Dinara Safina: Losing is the Master Key

Rohini IyerSenior Writer IJuly 3, 2009

WIMBLEDON, ENGLAND - JULY 02:  Dinara Safina of Russia wipes her face during the women's singles semi final match against Venus Williams of USA on Day Ten of the Wimbledon Lawn Tennis Championships at the All England Lawn Tennis and Croquet Club on July 2, 2009 in London, England.  (Photo by Ian Walton/Getty Images)

A qualifier would have played the Wimbledon semifinal with a bit more seriousness than what Safina displayed yesterday and she is supposed to be the reigning World No. 1... any layman would turn his head twice to confirm this piece of news, a grapevine about sighting a UFO will be better digested.

Was she thinking or was she playing like she was playing any ordinary exhibition match, is something Dinara only knows; as the best player atop the ranking charts there was no moment in the match when she proved that fact.

Undoubtedly, the Williamses are better grass court players and clashing against either of the two is a tricky situation indeed, but then when you are the "numero uno" player aspiring and gunning to get your first slam, it's your determination that puts you in the forefront than anything else.

Where was Dinara's determination and perseverance at that time? For the agonising 51 minutes that she spent on the Centre Court, it seemed that those adjectives had gone to take a walk in the park and were snickering somewhere in the background at her helplessness.

And then she started yelling, ranting and muttering...as if that could aid her instead of her tennis playing abilities; and there was her coach [who glared and stared like he could freeze the hell out of Safina]. He himself gets so tensed sometimes, that one of these days in a fit of frustration one can expect him to come down from the coach's stand and start playing as a proxy whatever the repercussions might be later on.

A look at the match statistics will be abject misery for the Russian's fans; 16 unforced errors as opposed to one by her rival and a paltry figure of six winners opposite to 16 of them by the elder Williams. Additionally, Safina's matches which aren't complete without her giving double faults made her offer two of them at the Centre Court thus completing the perfect recipe of Safina's exit from the Championships.

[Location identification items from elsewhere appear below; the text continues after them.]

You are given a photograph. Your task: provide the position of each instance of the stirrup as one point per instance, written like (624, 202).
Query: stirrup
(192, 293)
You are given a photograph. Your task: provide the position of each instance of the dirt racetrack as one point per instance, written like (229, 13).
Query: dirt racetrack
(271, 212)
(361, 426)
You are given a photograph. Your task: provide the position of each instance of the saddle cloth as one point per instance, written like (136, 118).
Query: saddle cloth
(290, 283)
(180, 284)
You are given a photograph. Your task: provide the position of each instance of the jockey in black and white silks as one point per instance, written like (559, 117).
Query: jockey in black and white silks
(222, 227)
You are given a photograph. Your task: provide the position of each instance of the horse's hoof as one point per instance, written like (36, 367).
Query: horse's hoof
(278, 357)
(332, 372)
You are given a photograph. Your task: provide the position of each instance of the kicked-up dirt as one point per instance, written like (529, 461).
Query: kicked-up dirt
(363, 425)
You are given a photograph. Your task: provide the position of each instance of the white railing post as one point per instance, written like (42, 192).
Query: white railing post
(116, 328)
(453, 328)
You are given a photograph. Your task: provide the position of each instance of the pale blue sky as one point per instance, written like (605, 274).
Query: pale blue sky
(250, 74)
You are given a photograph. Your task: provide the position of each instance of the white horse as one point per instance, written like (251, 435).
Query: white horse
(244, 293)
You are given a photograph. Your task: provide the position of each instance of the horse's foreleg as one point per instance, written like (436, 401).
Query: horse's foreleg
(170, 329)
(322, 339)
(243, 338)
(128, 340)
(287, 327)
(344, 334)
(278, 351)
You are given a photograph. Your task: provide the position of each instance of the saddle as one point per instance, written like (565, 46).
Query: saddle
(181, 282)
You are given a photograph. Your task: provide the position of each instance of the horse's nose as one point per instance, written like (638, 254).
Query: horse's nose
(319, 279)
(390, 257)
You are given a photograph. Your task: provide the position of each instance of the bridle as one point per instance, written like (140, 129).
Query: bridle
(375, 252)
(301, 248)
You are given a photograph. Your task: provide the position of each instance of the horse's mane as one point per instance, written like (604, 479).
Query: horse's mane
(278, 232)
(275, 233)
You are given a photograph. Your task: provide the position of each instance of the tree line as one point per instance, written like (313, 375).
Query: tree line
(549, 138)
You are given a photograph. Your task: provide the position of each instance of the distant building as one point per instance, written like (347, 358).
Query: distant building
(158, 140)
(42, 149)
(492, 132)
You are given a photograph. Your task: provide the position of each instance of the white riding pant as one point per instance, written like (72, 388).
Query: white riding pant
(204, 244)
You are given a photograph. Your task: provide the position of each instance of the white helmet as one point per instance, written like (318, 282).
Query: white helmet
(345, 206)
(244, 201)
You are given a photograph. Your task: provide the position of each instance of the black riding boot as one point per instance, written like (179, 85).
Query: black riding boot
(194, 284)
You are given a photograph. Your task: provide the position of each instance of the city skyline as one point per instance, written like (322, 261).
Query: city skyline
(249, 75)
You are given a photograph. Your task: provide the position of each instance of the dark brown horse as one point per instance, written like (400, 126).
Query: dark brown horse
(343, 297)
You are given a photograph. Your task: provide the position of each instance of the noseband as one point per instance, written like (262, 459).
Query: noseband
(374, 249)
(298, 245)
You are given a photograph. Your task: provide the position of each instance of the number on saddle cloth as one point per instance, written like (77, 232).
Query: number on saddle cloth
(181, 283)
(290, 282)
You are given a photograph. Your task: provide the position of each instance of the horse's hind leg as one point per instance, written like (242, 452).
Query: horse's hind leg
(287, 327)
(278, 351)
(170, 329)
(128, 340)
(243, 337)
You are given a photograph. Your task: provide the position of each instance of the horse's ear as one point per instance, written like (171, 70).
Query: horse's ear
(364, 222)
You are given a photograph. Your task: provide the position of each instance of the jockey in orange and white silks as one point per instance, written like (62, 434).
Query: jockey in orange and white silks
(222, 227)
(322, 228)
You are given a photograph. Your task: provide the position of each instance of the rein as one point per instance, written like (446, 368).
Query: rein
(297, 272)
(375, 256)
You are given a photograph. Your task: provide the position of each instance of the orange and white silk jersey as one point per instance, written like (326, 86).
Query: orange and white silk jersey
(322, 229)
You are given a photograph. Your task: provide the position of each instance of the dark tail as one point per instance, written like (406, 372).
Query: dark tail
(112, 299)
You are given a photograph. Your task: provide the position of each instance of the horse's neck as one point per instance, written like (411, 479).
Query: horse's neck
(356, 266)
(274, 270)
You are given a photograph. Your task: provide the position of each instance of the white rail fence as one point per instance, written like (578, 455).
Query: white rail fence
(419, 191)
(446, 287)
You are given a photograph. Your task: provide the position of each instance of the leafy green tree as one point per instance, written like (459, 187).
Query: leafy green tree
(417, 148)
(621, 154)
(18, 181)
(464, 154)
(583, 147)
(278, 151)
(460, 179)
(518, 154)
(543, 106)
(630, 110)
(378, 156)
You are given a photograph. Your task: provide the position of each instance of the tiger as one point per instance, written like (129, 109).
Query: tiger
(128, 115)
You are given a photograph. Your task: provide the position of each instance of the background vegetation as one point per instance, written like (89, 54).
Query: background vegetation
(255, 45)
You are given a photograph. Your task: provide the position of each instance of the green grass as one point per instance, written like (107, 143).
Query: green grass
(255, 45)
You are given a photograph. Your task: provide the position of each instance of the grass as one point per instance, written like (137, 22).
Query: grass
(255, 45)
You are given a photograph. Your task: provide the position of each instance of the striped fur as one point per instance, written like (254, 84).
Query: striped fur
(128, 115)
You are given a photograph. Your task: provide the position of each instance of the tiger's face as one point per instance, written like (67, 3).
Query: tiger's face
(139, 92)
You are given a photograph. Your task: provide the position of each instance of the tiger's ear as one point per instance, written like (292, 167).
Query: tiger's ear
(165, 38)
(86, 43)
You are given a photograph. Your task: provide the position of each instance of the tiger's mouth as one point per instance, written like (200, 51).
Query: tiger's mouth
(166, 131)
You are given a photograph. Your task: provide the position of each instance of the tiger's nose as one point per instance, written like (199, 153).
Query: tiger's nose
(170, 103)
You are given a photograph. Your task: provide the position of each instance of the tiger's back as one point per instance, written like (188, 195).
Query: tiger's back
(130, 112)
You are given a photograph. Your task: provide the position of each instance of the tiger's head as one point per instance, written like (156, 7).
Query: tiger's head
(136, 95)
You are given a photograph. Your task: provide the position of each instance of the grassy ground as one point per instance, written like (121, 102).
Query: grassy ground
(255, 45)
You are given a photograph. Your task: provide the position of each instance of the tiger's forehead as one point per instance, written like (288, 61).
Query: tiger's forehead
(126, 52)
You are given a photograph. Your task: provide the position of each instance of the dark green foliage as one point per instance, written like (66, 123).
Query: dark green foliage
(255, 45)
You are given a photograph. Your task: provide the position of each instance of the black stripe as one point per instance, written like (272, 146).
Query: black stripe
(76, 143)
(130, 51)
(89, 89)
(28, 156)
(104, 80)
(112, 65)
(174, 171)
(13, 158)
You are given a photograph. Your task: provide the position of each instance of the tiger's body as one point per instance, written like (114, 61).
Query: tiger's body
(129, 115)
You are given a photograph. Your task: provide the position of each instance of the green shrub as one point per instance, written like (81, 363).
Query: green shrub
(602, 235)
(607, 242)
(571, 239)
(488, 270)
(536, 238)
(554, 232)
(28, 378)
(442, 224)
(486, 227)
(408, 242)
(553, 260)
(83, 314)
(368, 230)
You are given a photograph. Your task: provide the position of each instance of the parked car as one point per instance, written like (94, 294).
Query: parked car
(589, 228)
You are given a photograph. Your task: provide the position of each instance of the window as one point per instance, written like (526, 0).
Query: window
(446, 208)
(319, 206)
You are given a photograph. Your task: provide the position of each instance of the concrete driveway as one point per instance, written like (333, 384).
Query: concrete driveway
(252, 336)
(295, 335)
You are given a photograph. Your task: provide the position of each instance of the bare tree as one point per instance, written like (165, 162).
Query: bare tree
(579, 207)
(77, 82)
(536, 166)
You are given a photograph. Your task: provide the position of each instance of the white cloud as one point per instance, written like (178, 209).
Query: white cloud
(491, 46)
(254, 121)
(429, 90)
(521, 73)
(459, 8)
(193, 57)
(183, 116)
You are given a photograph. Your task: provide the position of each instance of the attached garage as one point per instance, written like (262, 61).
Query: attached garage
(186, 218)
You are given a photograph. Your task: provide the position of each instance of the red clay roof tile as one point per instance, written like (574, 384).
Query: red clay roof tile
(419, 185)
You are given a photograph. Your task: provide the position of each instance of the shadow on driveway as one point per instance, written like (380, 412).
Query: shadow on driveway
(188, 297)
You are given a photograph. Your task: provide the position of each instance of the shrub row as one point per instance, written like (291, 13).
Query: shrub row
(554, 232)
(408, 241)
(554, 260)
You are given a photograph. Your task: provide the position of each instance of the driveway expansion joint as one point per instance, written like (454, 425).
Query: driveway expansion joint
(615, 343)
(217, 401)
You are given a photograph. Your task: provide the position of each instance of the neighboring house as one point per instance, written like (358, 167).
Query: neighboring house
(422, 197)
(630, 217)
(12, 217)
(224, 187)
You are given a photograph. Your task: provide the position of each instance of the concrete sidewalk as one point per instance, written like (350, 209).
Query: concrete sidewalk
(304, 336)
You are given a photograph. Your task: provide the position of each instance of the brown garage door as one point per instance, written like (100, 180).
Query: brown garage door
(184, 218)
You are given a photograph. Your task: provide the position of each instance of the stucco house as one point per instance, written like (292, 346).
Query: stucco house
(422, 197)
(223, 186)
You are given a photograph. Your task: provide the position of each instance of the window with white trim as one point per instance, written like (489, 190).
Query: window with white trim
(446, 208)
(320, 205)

Choking at the last stage of every slam seems to have become Safina's motto; 2008 French Open, 2009 Australian Open, 2009 French Open and now this. It's become more of a habitual ritual than anything else which will continue till the day she masters her own inner demons before she comes out on the playing arena to master her rivals.

This intangible inner turmoiled side of Dinara Safina coupled with the tangible-clumsy, clobbered and hampered movement on the court acts as Safina's downfall time and again.

She isn't by any chance the tallest woman on tour but her movements are worse than the tallest; rigidity and tautness are rife when she plays not to mention a complete lack of variety in her game which debilitates her when she is playing against seasoned rivals and players who outwit her with their unhampered court movements.

Her game is still incomplete and to be brutally honest she has a lot to learn, a long way to trudge if she really wants to hold on to the ichiban position in the women's draw with wins that substantiate the same.

Sadly after her semifinal down-in-the-dumps performance against Venus Williams at Wimbledon, it's doubtful as to whether she has managed to learn anything worthwhile from her previous mistakes or not.